—Le général va venir, dis-je à mon frère et aux marins, vite à la besogne!

Nous voilà tous joyeux, car nous brûlons du désir de nous montrer, d'agir, de nous rendre utiles. Et nos braves marins comme ils se mettaient à l'ouvrage avec ardeur, car eux aussi ils n'avaient qu'une seule ambition, c'était de voir l'ennemi du haut de notre ballon, et de braver plus tard au milieu de l'air la pluie d'obus et de mitraille.

On se met en mesure de tout préparer pour l'ascension, mais le vent si calme depuis trois jours s'est élevé et souffle par rafales. En outre le général de Marivaux nous a retiré nos hommes de manoeuvre. Nous ne voulons pas être arrêtés par ces obstacles.

Une foule de francs-tireurs, de flâneurs, de soldats, accourent autour de notre aérostat. Le marin Jossec leur adresse quelques paroles et leur demande le concours de leurs bras pour tenir les cordes. Tous acceptent de grand coeur. Je monte dans la nacelle pour faire une ascension préliminaire, mais l'air est agité, le ballon se penche avec violence, il ne faut pas songer à s'élever très-haut.

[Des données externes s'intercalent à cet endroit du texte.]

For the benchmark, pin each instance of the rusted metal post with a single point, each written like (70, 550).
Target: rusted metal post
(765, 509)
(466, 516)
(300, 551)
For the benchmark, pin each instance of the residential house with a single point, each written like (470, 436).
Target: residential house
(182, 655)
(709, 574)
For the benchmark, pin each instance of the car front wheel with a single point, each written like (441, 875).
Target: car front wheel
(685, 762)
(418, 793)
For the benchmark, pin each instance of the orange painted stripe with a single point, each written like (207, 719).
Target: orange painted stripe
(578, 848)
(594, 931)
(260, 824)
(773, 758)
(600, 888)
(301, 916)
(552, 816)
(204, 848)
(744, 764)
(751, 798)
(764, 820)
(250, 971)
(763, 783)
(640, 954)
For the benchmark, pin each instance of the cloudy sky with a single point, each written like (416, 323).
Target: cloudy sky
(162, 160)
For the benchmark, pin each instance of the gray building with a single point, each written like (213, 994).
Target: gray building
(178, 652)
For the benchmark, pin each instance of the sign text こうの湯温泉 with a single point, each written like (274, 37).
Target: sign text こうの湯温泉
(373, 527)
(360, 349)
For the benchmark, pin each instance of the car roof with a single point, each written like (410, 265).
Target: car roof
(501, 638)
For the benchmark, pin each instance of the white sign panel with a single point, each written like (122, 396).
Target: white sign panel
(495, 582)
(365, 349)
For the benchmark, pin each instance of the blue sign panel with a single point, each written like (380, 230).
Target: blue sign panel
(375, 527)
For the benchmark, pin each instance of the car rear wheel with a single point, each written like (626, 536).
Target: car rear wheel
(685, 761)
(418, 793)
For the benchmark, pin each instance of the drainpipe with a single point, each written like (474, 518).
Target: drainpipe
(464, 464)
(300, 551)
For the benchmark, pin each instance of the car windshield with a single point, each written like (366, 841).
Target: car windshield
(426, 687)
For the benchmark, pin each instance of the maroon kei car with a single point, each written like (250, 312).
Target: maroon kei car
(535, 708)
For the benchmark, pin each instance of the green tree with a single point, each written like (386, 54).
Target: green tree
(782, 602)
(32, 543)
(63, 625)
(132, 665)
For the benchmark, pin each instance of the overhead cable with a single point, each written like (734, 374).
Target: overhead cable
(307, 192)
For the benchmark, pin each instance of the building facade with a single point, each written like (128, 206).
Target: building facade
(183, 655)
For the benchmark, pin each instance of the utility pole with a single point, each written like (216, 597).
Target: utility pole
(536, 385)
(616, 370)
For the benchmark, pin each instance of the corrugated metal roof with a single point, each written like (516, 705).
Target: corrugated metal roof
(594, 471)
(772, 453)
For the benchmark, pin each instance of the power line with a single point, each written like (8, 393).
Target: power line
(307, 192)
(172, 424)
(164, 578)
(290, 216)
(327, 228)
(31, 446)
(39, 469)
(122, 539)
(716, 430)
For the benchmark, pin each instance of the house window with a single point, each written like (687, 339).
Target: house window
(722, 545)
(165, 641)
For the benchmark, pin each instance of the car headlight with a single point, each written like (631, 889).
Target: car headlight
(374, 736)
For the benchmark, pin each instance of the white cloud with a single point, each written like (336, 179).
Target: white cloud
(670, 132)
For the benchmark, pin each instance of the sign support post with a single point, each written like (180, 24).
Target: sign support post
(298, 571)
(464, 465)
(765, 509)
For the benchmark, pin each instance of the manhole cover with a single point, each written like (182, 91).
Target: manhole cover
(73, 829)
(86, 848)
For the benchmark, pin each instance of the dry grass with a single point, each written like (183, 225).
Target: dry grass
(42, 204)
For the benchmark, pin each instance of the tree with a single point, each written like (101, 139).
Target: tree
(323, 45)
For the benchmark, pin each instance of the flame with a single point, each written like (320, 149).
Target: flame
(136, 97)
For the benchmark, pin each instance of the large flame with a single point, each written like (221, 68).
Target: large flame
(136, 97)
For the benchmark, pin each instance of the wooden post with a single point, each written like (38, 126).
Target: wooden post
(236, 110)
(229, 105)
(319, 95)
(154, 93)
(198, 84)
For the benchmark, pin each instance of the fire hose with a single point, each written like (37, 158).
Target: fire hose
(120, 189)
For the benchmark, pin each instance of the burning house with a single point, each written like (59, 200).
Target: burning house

Je suis seul dans mon panier d'osier, je jette par-dessus bord plusieurs sacs de lest, pour donner au ballon une force ascensionnelle capable de résister à l'effort de la brise. Je parviens à m'élever à 80 mètres de haut, mais à cette hauteur un coup de vent me fait décrire au bout des câbles un grand arc de cercle qui me jette presque au-dessus des maisons avoisinant le point de départ. Deux sacs de lest vidés à propos me ramènent sur la verticale.

Cette expérience montre clairement que malgré le vent l'ascension est possible, on pourra montrer au général Chanzy ce dont les ballons sont capables. A la hauteur où j'ai pu m'élever, les horizons du Mans s'étendaient sous mes yeux comme un vaste panorama, au milieu duquel j'apercevais distinctement les tentes du camp de Pontlieu.

A peine suis-je revenu à terre, on aperçoit de l'autre côté de la Sarthe, un groupe de cavaliers qui accourent au galop.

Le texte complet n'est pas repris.